On Feb 10, 2010, at 3:59 AM, Fawzi Mohamed wrote:

> 
> On 10-feb-10, at 03:14, Robert Jacques wrote:
> 
>> On Tue, 09 Feb 2010 05:12:29 -0500, Fawzi Mohamed <fawzi at gmx.ch> wrote:
>>> On 8-feb-10, at 19:15, Robert Jacques wrote:
>>>> On Mon, 08 Feb 2010 06:07:36 -0500, Fawzi Mohamed <fawzi at gmx.ch> wrote:
>> 
>> [snip]
>> 
>>>> Concurrent collectors trade throughput (GC time / program time) for program responsiveness. They also often trade program correctness for latency, as they are notoriously hard to get correct for languages with mutation. While, there are some very elegance concurrent GCs for functional languages, the high level descriptions of the Boehm concurrent GC seems to be inherently racy, while Java concurrent GCs tend to be highly instrumented and lock-tastic (mark-bit locking on every ref assignment).
>>> that can be done with atomic ops...
>> 
>> It can only be done correctly using a DCAS, (not dwCAS), so isn't implementable on any mainstream chip. So you have to lock the mark bits on an object. This can be done as a spin-lock using atomic ops, but that doesn't change the number or frequency they have to be taken.
> 
> I might miss something (and I don't know what DCAS is) but as you always go in one direction (unmarked -> marked) I don't see why something like (for 32 bit)
> 
> mark(uint[]bitfield,uint bit){
> 	auto idx=(bit+31)/32;
> 	auto mask=1>>(bit&0x1F);
> 	volatile auto oldV=bitfield[idx];
> 	while((oldV & mask)==0){
> 		auto oldV=atomicCAS(bitfield[idx],oldV | mask,oldV);
> 	}
> }
> 
> this can be extended if you have 3 states (white,gray,black) for concurrent GC or to refCounting.

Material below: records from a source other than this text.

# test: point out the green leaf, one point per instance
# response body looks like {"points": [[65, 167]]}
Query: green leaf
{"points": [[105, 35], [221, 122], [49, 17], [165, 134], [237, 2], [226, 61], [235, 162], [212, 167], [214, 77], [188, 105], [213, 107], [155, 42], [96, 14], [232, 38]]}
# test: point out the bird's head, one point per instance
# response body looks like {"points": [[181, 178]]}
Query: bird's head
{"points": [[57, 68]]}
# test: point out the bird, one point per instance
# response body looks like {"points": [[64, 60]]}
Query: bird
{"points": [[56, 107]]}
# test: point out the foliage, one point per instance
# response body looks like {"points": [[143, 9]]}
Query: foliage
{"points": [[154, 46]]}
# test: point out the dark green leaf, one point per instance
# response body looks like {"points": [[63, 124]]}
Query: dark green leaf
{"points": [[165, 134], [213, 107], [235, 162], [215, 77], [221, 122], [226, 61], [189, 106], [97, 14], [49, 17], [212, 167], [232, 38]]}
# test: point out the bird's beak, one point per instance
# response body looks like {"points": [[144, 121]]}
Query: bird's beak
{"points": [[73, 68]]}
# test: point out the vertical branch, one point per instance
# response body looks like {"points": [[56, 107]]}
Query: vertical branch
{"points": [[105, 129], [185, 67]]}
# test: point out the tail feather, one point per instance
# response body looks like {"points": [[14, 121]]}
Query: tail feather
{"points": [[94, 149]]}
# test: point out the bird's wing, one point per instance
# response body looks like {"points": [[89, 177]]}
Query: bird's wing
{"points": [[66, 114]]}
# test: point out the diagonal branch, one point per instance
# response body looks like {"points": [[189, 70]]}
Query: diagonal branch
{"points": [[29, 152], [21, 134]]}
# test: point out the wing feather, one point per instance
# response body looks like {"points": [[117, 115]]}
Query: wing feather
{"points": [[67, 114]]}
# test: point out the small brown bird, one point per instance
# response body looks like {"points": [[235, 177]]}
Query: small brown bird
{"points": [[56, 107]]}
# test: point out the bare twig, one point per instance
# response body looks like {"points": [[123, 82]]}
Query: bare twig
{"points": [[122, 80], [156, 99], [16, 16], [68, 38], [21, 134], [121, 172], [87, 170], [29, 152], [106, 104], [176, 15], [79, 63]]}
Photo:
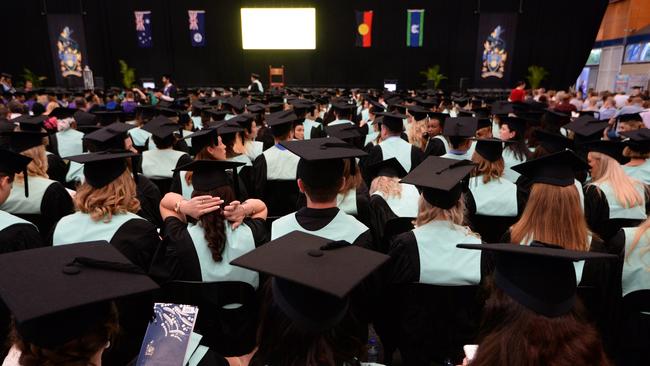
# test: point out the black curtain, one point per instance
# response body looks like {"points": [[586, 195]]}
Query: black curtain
{"points": [[556, 34]]}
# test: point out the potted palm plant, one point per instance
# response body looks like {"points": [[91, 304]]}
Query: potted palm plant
{"points": [[434, 77]]}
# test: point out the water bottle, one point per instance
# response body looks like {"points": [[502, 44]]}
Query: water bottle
{"points": [[373, 350], [89, 83]]}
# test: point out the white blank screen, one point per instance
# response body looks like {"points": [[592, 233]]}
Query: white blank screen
{"points": [[278, 28]]}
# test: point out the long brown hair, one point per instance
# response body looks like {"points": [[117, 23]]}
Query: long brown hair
{"points": [[77, 352], [515, 335], [548, 211], [488, 169], [213, 223], [118, 197]]}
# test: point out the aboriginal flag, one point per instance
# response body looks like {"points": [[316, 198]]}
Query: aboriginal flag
{"points": [[364, 28]]}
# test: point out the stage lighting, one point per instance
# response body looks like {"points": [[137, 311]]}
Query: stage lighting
{"points": [[278, 28]]}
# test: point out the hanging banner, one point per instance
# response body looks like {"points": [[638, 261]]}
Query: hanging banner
{"points": [[143, 28], [495, 47], [68, 46], [414, 27], [197, 27], [364, 28]]}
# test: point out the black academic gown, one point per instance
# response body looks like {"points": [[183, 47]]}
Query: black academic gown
{"points": [[598, 216], [426, 324], [177, 260]]}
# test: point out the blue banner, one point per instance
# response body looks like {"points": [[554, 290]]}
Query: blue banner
{"points": [[197, 27], [143, 28]]}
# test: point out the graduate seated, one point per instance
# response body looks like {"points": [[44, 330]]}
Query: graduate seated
{"points": [[320, 178], [459, 131]]}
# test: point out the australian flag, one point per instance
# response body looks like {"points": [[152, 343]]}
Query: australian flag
{"points": [[197, 27], [143, 28]]}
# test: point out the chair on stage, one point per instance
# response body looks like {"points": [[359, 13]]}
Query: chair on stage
{"points": [[276, 77]]}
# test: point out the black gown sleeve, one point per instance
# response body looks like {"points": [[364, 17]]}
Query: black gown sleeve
{"points": [[380, 213], [416, 157], [175, 259], [138, 240], [261, 234], [404, 263], [596, 208], [259, 177], [375, 155], [149, 197], [435, 147], [56, 203], [20, 237], [56, 168]]}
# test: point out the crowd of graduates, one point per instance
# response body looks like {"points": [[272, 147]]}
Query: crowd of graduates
{"points": [[312, 224]]}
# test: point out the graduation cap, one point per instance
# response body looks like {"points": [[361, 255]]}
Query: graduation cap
{"points": [[613, 149], [587, 127], [539, 276], [490, 149], [101, 168], [110, 137], [386, 168], [57, 294], [629, 117], [550, 141], [62, 112], [558, 169], [31, 123], [460, 127], [637, 140], [281, 117], [376, 107], [418, 112], [313, 276], [12, 163], [105, 118], [321, 159], [441, 180], [209, 174], [343, 131], [392, 120]]}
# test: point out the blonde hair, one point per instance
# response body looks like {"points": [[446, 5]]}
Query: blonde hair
{"points": [[640, 231], [610, 171], [352, 181], [38, 166], [548, 211], [416, 130], [487, 169], [428, 212], [118, 197], [389, 186]]}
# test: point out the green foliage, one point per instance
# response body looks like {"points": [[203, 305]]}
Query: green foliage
{"points": [[128, 74], [29, 75], [535, 76], [433, 74]]}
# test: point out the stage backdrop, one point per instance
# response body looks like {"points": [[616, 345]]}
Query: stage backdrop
{"points": [[495, 50], [556, 34], [68, 45]]}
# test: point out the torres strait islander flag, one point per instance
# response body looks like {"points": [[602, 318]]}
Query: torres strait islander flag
{"points": [[364, 28], [414, 27]]}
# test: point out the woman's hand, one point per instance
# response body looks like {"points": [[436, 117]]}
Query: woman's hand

> You have collisions only when two threads try to modify the same memory location, and even then given that the function is so fast to compute it should not be a big problem.
> False sharing makes things worse, but also that should not be something that cannot be made acceptable distributing a bit the mark bits in the memory.
> 
> At the end of the mark phase you need a memory barrier in each working thread, and a semaphore (or some flag) to ensure that all changes have global visibility, but that is it.

This works in a world where all reference updates are done via in-language operations.  But D supports both extern (C) functions and inline assembly, both of which defeat incremental collection.